A Petrobras vem afretando embarcações de bandeira estrangeira cujos armadores descumprem a legislação brasileira e as Convenções internacionais das quais o Brasil é signatário, impondo condições de trabalho aviltantes aos seus tripulantes, nacionais e estrangeiros. A denúncia é da Confederação Nacional dos Trabalhadores em Transportes Aquaviários e Aéreos, na Pesca e nos Portos (Conttmaf) e do Sindicato Nacional dos Oficiais da Marinha Mercante (Sindmar).
As infrações colocam em risco a vida humana, a segurança da navegação e o ambiente. De atrasos nos salários, que se prolongam por meses, à falta de equipamentos de segurança apropriados, passando por rancho de má qualidade ou em quantidade insuficiente, as denúncias vêm sendo constatadas por inspeções realizadas por representantes do Ministério do Trabalho e da Agência Nacional de Vigilância Sanitária (Anvisa), entre outros órgãos.
O descumprimento da cota de tripulantes brasileiros a bordo, como determina a Resolução Normativa 72, do Conselho Nacional de Imigração do Ministério do Trabalho (principal mecanismo de inserção de marítimos brasileiros em navios estrangeiros que operam no Brasil), é uma das irregularidades mais graves verificadas. Há também registros de clara discriminação com tripulantes brasileiros, acomodados em camarotes inferiores aos destinados a estrangeiros com mesma função ou patente, o que viola norma (MLC-2006) da Organização Internacional do Trabalho (OIT).
No que toca o percentual obrigatório de brasileiros a bordo, as infrações são recorrentes. O petroleiro Chem Violet, por exemplo, operou mais de 90 dias no Brasil sem qualquer tripulante brasileiro. Como é sabido, a RN 72 impõe, a partir do terceiro mês de operação no país, o emprego de um terço de tripulantes brasileiros no segmento de apoio marítimo; e um quinto, no caso da cabotagem e da atividade de prospecção, bem como percentuais progressivamente maiores a partir de 180 e 360 dias. O Chem Violet é um caso que bem exemplifica a grave situação dos afretamentos em curso na Petrobras.

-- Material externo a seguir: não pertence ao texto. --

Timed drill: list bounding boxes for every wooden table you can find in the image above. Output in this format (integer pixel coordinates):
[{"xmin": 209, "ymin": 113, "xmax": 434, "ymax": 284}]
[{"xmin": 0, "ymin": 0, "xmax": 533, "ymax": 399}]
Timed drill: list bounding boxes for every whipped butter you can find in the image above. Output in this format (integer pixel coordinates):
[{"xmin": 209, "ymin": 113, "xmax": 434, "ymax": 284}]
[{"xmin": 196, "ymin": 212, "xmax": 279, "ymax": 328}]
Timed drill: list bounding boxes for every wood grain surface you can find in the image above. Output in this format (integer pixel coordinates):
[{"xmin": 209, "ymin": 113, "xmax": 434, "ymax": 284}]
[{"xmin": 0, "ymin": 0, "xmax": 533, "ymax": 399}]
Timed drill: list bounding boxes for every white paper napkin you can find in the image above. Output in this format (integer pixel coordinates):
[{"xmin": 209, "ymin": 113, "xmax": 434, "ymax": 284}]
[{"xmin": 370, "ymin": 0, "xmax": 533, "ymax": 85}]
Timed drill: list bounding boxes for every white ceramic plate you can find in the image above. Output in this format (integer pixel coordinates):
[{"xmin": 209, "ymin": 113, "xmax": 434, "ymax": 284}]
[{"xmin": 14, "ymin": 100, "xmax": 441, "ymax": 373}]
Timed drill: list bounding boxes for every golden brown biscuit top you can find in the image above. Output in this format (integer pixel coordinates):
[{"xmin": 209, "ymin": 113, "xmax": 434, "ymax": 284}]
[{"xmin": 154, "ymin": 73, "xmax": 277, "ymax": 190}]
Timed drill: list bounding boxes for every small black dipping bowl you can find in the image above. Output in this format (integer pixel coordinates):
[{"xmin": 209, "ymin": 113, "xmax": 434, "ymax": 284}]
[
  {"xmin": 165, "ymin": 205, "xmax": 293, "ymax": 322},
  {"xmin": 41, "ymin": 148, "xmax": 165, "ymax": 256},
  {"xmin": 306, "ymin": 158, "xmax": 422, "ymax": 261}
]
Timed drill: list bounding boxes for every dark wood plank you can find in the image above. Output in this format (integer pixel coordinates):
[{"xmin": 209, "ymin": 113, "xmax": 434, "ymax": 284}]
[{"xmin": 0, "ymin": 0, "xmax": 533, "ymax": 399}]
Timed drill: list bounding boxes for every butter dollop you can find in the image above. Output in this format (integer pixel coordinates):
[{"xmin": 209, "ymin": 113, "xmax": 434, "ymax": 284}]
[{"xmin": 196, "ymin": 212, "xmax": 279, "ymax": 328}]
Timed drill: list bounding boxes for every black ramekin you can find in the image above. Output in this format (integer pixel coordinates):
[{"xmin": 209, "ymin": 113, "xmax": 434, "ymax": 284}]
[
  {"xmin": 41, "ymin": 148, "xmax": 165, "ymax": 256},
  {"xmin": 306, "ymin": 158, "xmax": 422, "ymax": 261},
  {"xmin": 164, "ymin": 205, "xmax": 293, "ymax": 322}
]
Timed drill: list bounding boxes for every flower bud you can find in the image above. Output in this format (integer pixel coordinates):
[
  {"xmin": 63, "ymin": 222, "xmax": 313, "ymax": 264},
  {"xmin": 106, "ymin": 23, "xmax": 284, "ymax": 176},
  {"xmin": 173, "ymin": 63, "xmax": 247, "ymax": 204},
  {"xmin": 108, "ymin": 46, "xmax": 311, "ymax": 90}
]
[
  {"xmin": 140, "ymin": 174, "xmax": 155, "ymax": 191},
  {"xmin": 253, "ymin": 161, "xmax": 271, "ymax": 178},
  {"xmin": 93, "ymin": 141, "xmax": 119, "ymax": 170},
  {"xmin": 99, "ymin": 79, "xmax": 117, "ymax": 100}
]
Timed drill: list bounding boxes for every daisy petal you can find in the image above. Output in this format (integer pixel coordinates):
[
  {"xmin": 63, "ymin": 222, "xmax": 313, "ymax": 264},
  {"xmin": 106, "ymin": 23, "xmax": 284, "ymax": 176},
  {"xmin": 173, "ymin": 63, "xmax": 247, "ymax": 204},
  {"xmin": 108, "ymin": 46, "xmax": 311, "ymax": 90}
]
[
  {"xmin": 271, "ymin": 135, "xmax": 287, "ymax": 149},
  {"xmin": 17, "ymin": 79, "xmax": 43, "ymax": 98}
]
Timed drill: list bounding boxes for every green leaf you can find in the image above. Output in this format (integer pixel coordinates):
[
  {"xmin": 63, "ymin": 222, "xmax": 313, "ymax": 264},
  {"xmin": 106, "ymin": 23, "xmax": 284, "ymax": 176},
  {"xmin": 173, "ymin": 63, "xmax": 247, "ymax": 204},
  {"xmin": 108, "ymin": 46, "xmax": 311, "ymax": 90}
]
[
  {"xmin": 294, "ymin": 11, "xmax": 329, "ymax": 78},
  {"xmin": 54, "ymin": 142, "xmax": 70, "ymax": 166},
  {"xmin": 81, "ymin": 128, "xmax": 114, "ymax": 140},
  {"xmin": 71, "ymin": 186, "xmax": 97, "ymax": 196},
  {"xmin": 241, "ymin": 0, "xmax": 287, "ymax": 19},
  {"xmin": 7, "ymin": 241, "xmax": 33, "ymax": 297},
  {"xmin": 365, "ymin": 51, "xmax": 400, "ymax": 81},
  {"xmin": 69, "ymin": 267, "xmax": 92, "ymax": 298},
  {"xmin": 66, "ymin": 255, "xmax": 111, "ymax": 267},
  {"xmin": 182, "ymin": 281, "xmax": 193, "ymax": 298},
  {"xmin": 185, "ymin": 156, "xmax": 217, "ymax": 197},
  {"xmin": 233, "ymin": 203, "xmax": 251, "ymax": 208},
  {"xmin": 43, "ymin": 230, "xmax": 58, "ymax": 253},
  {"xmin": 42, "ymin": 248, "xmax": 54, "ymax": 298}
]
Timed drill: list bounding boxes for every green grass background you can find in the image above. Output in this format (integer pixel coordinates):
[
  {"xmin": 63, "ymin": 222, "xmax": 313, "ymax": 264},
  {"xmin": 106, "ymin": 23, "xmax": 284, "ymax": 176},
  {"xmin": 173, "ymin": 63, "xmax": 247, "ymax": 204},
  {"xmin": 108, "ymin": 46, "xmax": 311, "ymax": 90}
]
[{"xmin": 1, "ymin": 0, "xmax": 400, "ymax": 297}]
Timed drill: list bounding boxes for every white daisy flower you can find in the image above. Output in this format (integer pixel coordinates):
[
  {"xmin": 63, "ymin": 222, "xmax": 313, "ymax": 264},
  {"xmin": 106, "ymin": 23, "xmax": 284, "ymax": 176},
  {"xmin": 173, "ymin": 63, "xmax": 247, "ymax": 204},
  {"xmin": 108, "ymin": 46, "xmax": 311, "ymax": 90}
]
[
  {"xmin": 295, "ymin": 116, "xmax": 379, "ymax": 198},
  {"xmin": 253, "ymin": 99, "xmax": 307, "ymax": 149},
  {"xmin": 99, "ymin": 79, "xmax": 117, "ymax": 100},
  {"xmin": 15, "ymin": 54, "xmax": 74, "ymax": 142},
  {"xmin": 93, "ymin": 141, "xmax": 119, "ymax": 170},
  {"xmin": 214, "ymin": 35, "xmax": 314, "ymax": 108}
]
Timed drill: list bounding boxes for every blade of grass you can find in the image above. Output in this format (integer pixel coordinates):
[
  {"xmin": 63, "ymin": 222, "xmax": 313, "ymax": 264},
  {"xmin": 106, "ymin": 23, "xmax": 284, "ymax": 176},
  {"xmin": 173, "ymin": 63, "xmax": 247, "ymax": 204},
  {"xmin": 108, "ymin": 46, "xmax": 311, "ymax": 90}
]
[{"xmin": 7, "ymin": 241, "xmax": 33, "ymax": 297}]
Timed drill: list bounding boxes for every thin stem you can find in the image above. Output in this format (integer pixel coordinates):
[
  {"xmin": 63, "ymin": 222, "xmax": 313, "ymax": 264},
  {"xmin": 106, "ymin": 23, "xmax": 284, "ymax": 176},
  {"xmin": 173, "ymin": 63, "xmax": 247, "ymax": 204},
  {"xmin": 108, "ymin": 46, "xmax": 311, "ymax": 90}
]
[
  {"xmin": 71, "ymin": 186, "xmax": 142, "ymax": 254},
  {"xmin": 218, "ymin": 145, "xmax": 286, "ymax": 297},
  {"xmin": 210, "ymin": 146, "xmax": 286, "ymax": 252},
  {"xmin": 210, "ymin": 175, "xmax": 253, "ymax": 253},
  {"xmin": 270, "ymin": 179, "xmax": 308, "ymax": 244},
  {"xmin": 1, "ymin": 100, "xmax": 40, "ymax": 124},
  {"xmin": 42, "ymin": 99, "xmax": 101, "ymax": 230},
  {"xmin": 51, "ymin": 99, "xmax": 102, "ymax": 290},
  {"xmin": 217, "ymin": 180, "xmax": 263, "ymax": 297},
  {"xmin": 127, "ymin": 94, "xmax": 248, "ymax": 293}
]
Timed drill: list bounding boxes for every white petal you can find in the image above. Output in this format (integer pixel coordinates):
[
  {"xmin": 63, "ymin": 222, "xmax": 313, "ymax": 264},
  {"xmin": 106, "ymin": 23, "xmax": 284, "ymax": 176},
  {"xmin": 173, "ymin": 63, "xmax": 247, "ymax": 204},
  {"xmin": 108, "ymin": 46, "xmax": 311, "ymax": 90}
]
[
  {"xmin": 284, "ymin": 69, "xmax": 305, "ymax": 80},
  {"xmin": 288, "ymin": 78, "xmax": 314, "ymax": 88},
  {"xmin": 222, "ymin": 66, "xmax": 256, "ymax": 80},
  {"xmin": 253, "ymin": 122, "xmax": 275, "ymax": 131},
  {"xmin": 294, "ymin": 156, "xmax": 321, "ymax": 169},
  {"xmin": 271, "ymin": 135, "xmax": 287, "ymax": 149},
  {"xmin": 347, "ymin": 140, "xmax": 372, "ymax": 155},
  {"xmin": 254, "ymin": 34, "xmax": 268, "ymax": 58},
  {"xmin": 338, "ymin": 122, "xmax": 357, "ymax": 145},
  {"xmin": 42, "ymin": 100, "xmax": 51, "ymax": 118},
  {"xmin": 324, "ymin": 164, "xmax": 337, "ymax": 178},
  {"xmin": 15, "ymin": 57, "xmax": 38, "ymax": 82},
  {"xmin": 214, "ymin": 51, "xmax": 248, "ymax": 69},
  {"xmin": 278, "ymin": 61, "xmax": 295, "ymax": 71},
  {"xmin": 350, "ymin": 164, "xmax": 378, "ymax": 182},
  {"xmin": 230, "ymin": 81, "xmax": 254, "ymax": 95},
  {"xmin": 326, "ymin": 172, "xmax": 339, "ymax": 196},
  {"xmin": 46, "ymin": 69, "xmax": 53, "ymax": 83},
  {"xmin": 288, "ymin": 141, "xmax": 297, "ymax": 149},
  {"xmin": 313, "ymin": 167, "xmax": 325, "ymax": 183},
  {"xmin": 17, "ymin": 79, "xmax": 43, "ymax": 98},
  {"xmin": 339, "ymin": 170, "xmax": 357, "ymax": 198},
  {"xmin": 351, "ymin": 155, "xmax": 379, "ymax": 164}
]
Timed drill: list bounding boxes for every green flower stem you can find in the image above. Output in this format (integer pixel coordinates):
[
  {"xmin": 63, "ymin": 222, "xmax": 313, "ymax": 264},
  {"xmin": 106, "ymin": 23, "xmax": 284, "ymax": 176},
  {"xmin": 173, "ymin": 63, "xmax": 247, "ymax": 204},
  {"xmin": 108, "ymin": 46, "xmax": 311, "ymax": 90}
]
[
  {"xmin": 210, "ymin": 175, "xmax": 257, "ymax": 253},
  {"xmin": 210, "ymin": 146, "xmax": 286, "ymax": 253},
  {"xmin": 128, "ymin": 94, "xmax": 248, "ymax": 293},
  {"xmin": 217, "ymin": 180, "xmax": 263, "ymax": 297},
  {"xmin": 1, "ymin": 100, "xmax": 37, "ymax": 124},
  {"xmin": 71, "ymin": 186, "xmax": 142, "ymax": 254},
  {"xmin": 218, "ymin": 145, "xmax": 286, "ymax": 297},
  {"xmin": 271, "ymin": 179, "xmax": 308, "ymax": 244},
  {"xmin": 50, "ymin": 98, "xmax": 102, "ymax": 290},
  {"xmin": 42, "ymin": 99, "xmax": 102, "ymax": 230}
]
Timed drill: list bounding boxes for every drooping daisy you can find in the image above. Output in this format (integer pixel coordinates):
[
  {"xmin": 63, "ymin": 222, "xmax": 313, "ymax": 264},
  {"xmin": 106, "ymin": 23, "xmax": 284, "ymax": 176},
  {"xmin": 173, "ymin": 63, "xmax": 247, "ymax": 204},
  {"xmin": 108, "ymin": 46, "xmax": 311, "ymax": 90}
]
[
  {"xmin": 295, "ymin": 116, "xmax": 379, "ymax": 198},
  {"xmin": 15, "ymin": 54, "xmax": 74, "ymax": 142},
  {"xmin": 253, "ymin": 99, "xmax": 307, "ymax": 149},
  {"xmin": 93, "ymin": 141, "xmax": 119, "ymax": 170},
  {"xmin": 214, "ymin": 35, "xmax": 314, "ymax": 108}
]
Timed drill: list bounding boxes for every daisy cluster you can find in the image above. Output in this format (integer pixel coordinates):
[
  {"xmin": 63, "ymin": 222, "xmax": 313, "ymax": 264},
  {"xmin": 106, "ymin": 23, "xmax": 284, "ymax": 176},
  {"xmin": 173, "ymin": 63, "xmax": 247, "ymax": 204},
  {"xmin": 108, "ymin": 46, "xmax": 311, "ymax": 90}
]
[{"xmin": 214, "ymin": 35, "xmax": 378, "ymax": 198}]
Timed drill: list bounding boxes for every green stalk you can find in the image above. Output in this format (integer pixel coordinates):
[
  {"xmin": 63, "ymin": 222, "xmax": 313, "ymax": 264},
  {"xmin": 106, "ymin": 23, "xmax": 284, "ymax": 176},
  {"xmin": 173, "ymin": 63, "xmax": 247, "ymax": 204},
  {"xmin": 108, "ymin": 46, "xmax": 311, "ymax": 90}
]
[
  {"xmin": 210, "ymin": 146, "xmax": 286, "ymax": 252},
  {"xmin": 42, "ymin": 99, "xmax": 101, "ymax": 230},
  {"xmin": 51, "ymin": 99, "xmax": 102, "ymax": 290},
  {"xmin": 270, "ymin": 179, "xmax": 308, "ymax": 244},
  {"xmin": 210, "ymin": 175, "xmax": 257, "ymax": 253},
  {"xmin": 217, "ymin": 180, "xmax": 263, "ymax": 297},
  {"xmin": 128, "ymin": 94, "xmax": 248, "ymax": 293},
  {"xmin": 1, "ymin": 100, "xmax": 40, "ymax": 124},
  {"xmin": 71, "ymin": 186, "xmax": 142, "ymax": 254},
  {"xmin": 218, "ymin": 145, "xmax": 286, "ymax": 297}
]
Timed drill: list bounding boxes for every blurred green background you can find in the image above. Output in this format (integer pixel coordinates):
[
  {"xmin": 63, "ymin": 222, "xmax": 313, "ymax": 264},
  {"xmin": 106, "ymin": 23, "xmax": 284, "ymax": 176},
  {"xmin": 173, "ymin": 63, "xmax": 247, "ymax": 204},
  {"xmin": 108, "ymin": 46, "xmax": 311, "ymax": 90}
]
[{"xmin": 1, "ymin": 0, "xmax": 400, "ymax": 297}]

Recentemente arrestado pela Justiça brasileira depois que o armador turco - a empresa Eco Shipping - abandonou a tripulação, deixando de pagar os seus salários, o navio está, por determinação da Justiça, sob a guarda da Petrobras, até que seja leiloado. O armador foi acionado a pagar à tripulação turca os mesmos direitos dos marítimos brasileiros, como determina a Lei, incluindo férias, 13o salário, FGTS e multa rescisória, além de responder por danos morais. Infelizmente, não se trata de um caso isolado.
Esses navios estão sendo afretados de forma pouco criteriosa, ou com base apenas no parâmetro "menor preço", que ainda assim é demasiadamente elevado, sobretudo se considerado o baixo padrão verificado. Contratos deste tipo são sempre altos, em termos absolutos. As provas de dumping laborial - ou seja, precárias condições de trabalho visando a reduzir custos e aumentar o lucro - são evidentes. Armadores irresponsáveis, que violam direitos e infringem a Lei, estão, portanto, sendo contratados pela Petrobras para operações que, pela própria natureza, implicam grande risco e exigiriam, por decorrência, tripulações qualificadas e capacitadas.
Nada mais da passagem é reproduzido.